Une amitié forgée sur les terrains de Géorgie
Aleksandre Kuntelia, pilier droit de 23 ans, et Nikolozi Sutidze, talonneur de 22 ans, ont tissé des liens solides dès leur plus jeune âge à Tbilissi, en Géorgie. Voisins dans la capitale, ils se sont rencontrés vers l'âge de 12 ou 13 ans au sein de la prestigieuse académie des Lelos Saracens, souvent décrite comme la meilleure du pays. Leur quotidien était rythmé par des entraînements communs et des trajets partagés, posant les bases d'une amitié profonde qui allait résister à l'épreuve du temps et de la distance.
Le rêve géorgien devenu réalité à La Rochelle
En 2021, Kuntelia rejoint le Stade Rochelais, ouvrant la voie à son ami. Contre toute attente, Sutidze le suit quelques mois plus tard en tant que joker médical, sans que Kuntelia n'ait eu à intervenir. « Je n'ai pas donné son CV, je ne savais pas que le club le suivait », confie le pilier, ravi de cette coïncidence heureuse. Leur réunion en Charente-Maritime, à plus de 3 500 kilomètres de leur pays natal, est vécue comme une chance inouïe, renforcée par l'accueil chaleureux du club et de ses supporters.
Une évolution sportive marquée par l'entraide
L'adaptation de Sutidze a été facilitée par le soutien indéfectible de Kuntelia. Ancien troisième ligne, le talonneur a dû apprendre les spécificités de son nouveau poste, notamment les lancers et la mêlée. « Sandro m'a beaucoup aidé », reconnaît-il, soulignant l'importance de cette complicité technique. Le 5 octobre 2024 reste une date mémorable : les deux amis disputent ensemble leur premier match de Top 14, réalisant un objectif commun nourri depuis l'arrivée de Sutidze.

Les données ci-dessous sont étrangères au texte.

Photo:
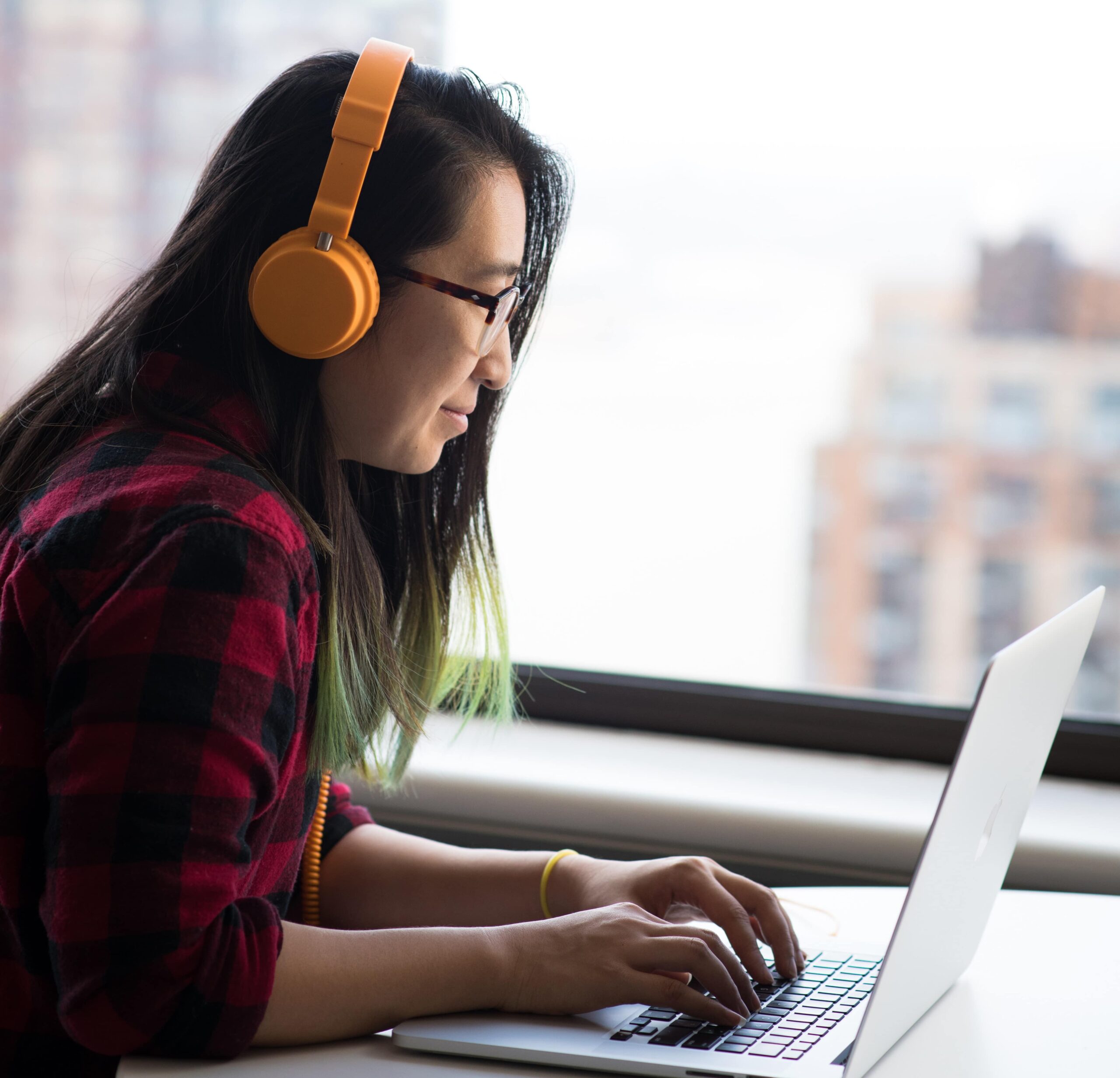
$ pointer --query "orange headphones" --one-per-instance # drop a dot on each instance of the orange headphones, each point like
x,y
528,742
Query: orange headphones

Des débuts prometteurs en équipe nationale
Kuntelia avait prédit avec justesse l'avenir international de son ami. En novembre 2025, Sutidze affronte le Japon avec la Géorgie, puis représente son pays aux côtés de Kuntelia lors du Rugby Europe Championship en février 2026. Bien que la finale contre le Portugal se solde par une défaite (17-19), ces moments partagés sous le maillot des Lelos consolident leur fierté nationale et leur attachement réciproque.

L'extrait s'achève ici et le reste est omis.